Are you a shareholder? Currently, RUSH.B appears to be trading around its fair value, but given the uncertainty from negative returns in the future, this could be the right time to reduce the risk in your portfolio. Is your current exposure to the stock beneficial for your total portfolio? And is the opportunity cost of holding a negative-outlook stock too high? Before you make a decision on the stock, take a look at whether its fundamentals have changed.

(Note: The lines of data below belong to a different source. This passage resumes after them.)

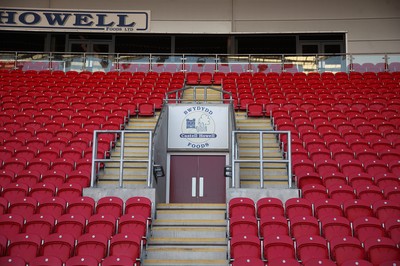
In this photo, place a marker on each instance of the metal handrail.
(261, 159)
(122, 158)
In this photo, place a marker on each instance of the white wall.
(371, 25)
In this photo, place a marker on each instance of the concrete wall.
(371, 25)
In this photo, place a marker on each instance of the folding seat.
(269, 206)
(25, 206)
(326, 208)
(326, 166)
(311, 247)
(356, 208)
(385, 180)
(79, 177)
(360, 179)
(81, 205)
(381, 249)
(40, 165)
(54, 206)
(369, 193)
(14, 191)
(334, 226)
(278, 247)
(351, 167)
(11, 224)
(110, 205)
(82, 260)
(14, 164)
(28, 177)
(54, 177)
(93, 245)
(118, 261)
(346, 248)
(308, 178)
(385, 209)
(101, 224)
(313, 192)
(141, 206)
(303, 225)
(46, 261)
(39, 224)
(25, 152)
(341, 193)
(298, 207)
(25, 246)
(245, 246)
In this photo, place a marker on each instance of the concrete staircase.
(136, 148)
(188, 234)
(275, 174)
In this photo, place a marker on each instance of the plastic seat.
(356, 208)
(346, 248)
(82, 205)
(12, 261)
(15, 191)
(39, 224)
(72, 224)
(25, 246)
(341, 193)
(314, 192)
(381, 249)
(93, 245)
(117, 261)
(243, 225)
(269, 206)
(327, 208)
(127, 245)
(69, 191)
(101, 224)
(11, 224)
(139, 206)
(332, 227)
(54, 206)
(60, 246)
(133, 224)
(392, 226)
(298, 207)
(311, 247)
(86, 260)
(245, 246)
(369, 193)
(241, 206)
(386, 209)
(304, 225)
(46, 261)
(278, 247)
(273, 225)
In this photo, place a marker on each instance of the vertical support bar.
(201, 187)
(289, 155)
(260, 142)
(194, 188)
(149, 158)
(121, 161)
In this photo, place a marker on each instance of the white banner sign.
(74, 20)
(198, 127)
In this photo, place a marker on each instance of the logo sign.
(198, 127)
(74, 20)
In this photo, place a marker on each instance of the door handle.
(201, 186)
(194, 187)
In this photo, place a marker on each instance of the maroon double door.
(197, 179)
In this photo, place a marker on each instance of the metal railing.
(236, 161)
(121, 159)
(199, 62)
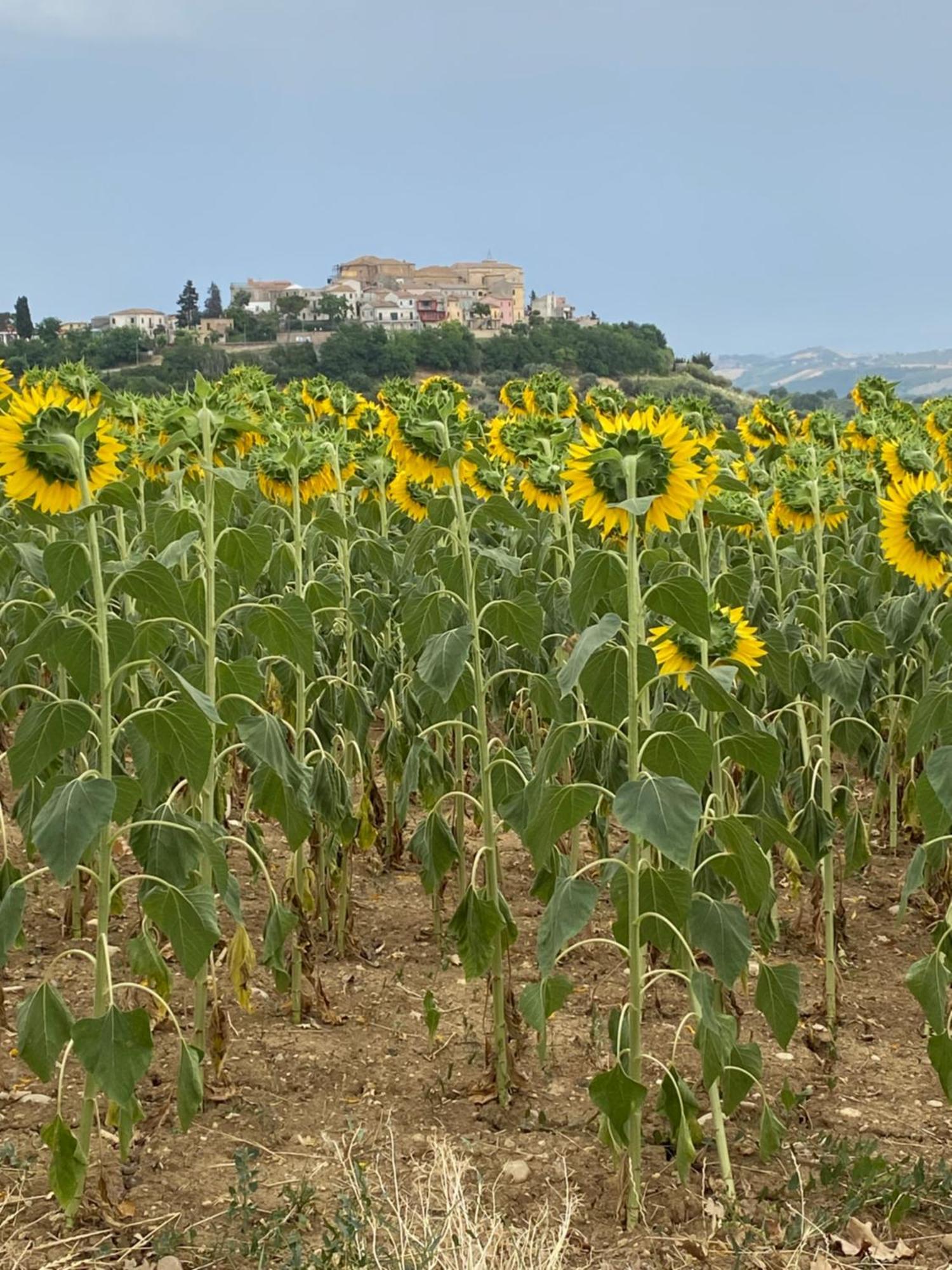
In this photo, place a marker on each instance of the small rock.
(516, 1172)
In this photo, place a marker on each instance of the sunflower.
(486, 479)
(863, 434)
(767, 425)
(550, 394)
(317, 474)
(871, 392)
(917, 530)
(794, 502)
(43, 415)
(904, 458)
(411, 496)
(666, 453)
(512, 396)
(543, 487)
(733, 639)
(315, 396)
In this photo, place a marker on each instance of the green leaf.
(678, 747)
(72, 820)
(929, 981)
(517, 620)
(444, 660)
(777, 998)
(559, 810)
(247, 552)
(939, 770)
(841, 679)
(568, 911)
(45, 732)
(148, 963)
(286, 631)
(475, 926)
(181, 733)
(44, 1027)
(685, 601)
(190, 1088)
(67, 566)
(664, 811)
(190, 921)
(771, 1137)
(172, 848)
(12, 905)
(756, 751)
(597, 578)
(747, 867)
(435, 846)
(68, 1166)
(196, 697)
(425, 617)
(929, 718)
(605, 683)
(280, 924)
(155, 590)
(540, 1001)
(116, 1050)
(588, 643)
(722, 930)
(618, 1098)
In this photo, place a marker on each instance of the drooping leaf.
(116, 1048)
(685, 601)
(44, 1027)
(664, 811)
(70, 821)
(190, 1086)
(777, 998)
(722, 930)
(475, 926)
(568, 911)
(45, 732)
(188, 919)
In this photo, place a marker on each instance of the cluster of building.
(397, 295)
(486, 297)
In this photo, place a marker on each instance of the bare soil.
(364, 1057)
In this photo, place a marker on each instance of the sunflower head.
(917, 530)
(37, 418)
(800, 490)
(654, 450)
(512, 396)
(552, 396)
(411, 496)
(767, 425)
(733, 639)
(871, 392)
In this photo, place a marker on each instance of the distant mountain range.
(921, 375)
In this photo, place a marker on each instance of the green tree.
(334, 309)
(213, 305)
(22, 319)
(188, 305)
(49, 331)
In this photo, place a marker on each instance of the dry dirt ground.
(366, 1059)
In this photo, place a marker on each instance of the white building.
(148, 321)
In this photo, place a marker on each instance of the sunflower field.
(685, 669)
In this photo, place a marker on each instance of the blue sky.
(755, 176)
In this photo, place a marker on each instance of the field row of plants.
(670, 657)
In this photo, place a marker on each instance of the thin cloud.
(98, 21)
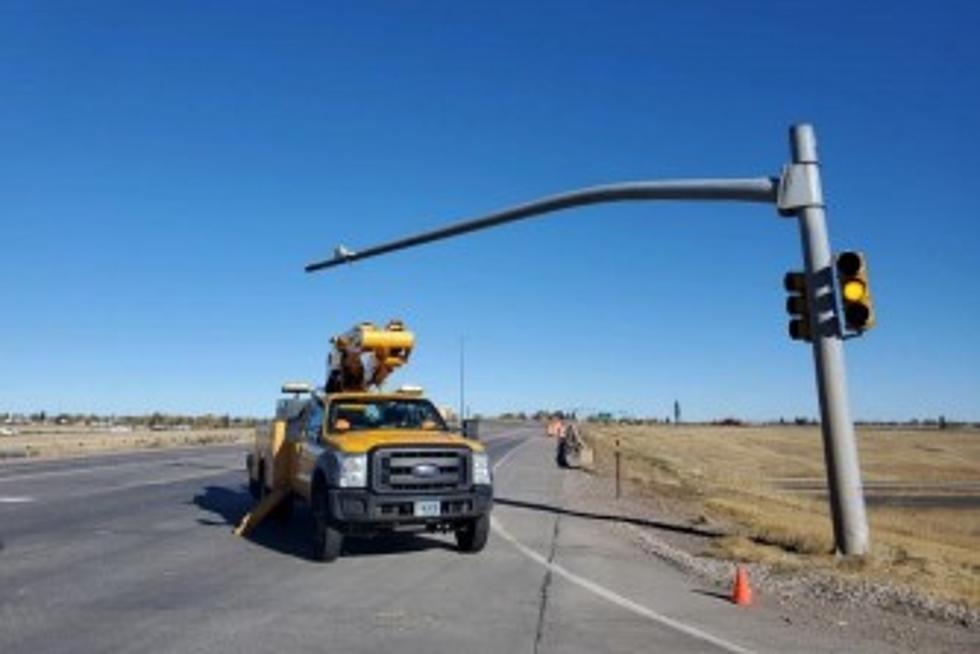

Are you a potential investor? If you’ve been keeping an eye on RUSH.B for a while, now may not be the most optimal time to buy, given it is trading around its fair value. The price seems to be trading at fair value, which means there’s less benefit from mispricing. In addition to this, the negative growth outlook increases the risk of holding the stock. However, there are also other important factors we haven’t considered today, which can help gel your views on RUSH.B should the price fluctuate below its true value.

Price is just the tip of the iceberg. Dig deeper into what truly matters – the fundamentals – before you make a decision on Rush Enterprises. You can find everything you need to know about Rush Enterprises in the latest infographic research report. If you are no longer interested in Rush Enterprises, you can use our free platform to see my list of over 50 other stocks with a high growth potential.

We aim to bring you long-term focused research analysis driven by fundamental data. Note that our analysis may not factor in the latest price-sensitive company announcements or qualitative material.

If you spot an error that warrants correction, please contact the editor at editorial-team@simplywallst.com. This article by Simply Wall St is general in nature. It does not constitute a recommendation to buy or sell any stock, and does not take account of your objectives, or your financial situation. Simply Wall St has no position in the stocks mentioned. Thank you for reading.